As his drink was set before him, he put the question. 'Sure,' replied the barman with the impassive mien which the new arrival had already decided must be a characteristic of the New-Yorker; but Dene noticed that the man's eyes flashed an enquiring glance at his face. 'Is he here tonight?' the Englishman asked. The mixer shook his head. 'I didn't see him yet!' He turned away to ring up Dene's dollar on the cash register.
A noisy altercation was in progress at the end of the bar. The intoxicated individual and his sober friend had moved along to where the girl on Dene's left sat perched in solitary state on her stool. With maudlin solemnity and considerable vehemence the drunk was addressing his companion.
'There's no jane in this town goin' to insult me an' get away with it,' he declaimed violently. 'You heard me, Ed—I was polite to her, wasn't I? "Babe," I says, "what about me an' you stepping across to Marty's for a little drink?" an' she calls me a bum. Is that any way for a lady to behave? As man to man, I ask you, Ed, is that manners? What the hell?'
'Aw, for cryin' out loud,' his friend ejaculated disgustedly. 'Can't you let up on it? You give a guy a pain in the neck...'
The other waved him to silence. 'Wait a minute, wait a minute! I was polite, wasn't I? I just taps her as I go by an' I says, "What about me an' you anklin' over to Marty's for a little drink?" I says, an' she comes back with "Keep your hands to yourself, you dirty bum!" A cheap skirt like that, sittin' round here to make her taxi home!'
Dene glanced at the girl. She feigned to be busy powdering a pert little nose in a mirror she had drawn from her bag which lay on the bar. But her eyes were bright with ire and her hands trembled. She was quite young and in her natty black-and-white frock, absurdly skimpy, her figure was as slim as a boy's. A fuzz of ash-blonde hair curled out on her neck from under her neat little hat and her hands were elaborately manicured, with the nails blood-red and gleaming.

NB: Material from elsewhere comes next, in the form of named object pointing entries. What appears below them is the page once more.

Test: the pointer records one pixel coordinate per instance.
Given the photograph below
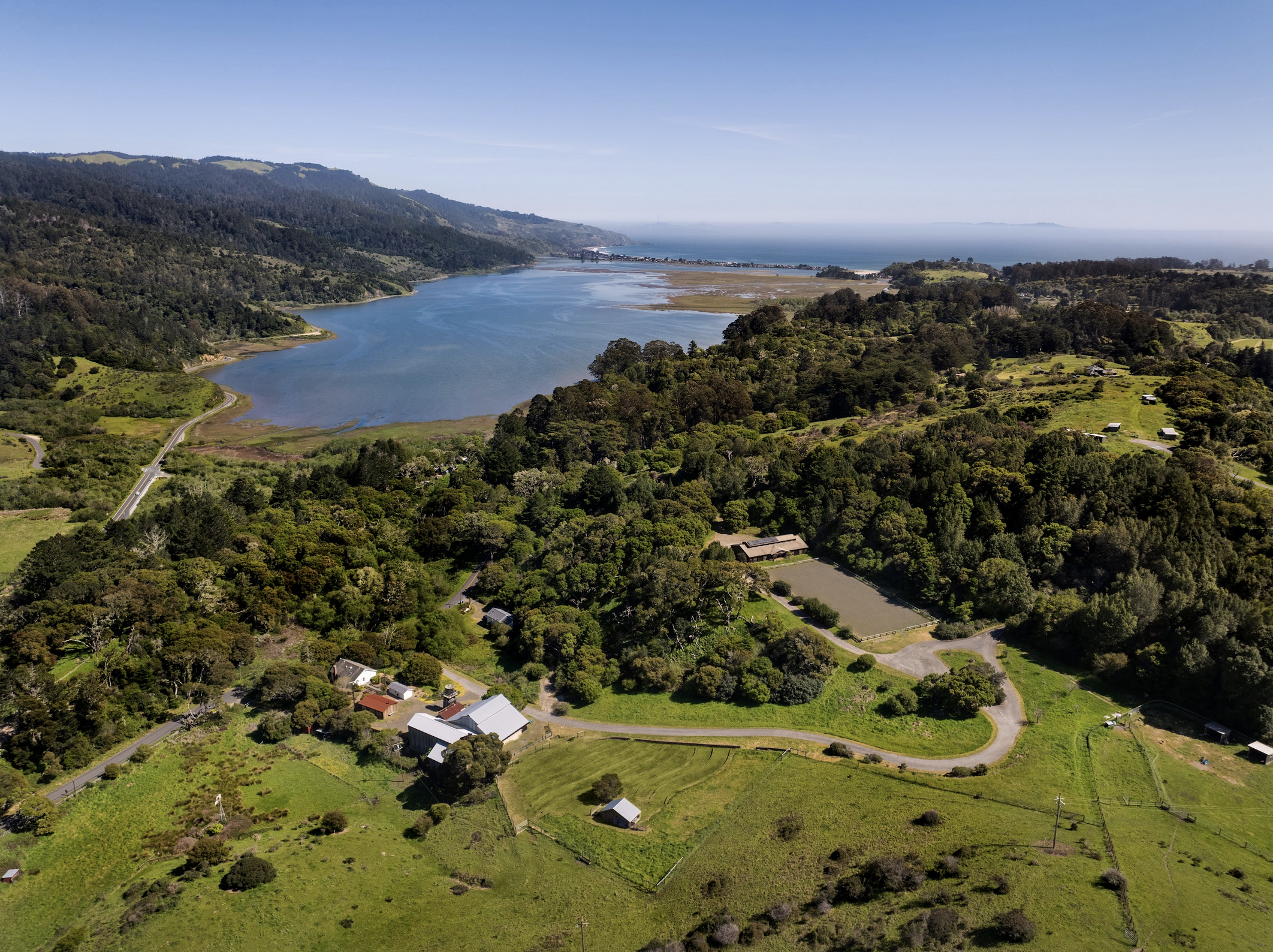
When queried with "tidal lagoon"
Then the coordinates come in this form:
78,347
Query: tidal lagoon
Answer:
460,347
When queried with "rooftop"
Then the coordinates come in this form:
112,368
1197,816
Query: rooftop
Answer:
625,809
439,731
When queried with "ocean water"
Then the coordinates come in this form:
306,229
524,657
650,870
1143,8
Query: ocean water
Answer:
461,347
876,246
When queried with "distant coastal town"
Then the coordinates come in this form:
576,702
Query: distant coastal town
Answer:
599,254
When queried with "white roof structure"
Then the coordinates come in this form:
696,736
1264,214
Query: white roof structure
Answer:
625,809
493,716
438,731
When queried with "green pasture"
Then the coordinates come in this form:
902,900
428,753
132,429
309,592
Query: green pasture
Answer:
176,395
19,535
680,791
848,708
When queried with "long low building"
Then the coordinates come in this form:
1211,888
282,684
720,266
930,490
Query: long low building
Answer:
771,547
430,736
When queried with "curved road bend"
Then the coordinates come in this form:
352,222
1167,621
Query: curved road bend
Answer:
232,697
918,659
152,472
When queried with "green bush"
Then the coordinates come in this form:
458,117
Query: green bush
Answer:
249,873
820,614
334,821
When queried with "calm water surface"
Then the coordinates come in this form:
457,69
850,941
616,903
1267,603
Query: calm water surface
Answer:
460,347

Now she quickly laid her vanity-case upon the bar and twisted herself round on her stool to confront her accuser.
'You gotta nerve!' she cried wrathfully. 'I don't have to take money from men, you dirty chiseller! And if you imagine I'd let myself be seen out, at Marty's or anywheres else, with a poor fish who can't take a drink without making a beast of himself and insulting respectable girls, you've got another think coming. That is, if you've anything to think with!' And she turned her back on him.
'Aw, come on home, will you, Bill?' said the drunk's friend, moving towards the stairs. 'Don't pay any attention to him, Jennie,' he called out over his shoulder.
But now his companion shot out an arm and grabbed the girl's bag.
'Here, put that down!' she exclaimed hotly.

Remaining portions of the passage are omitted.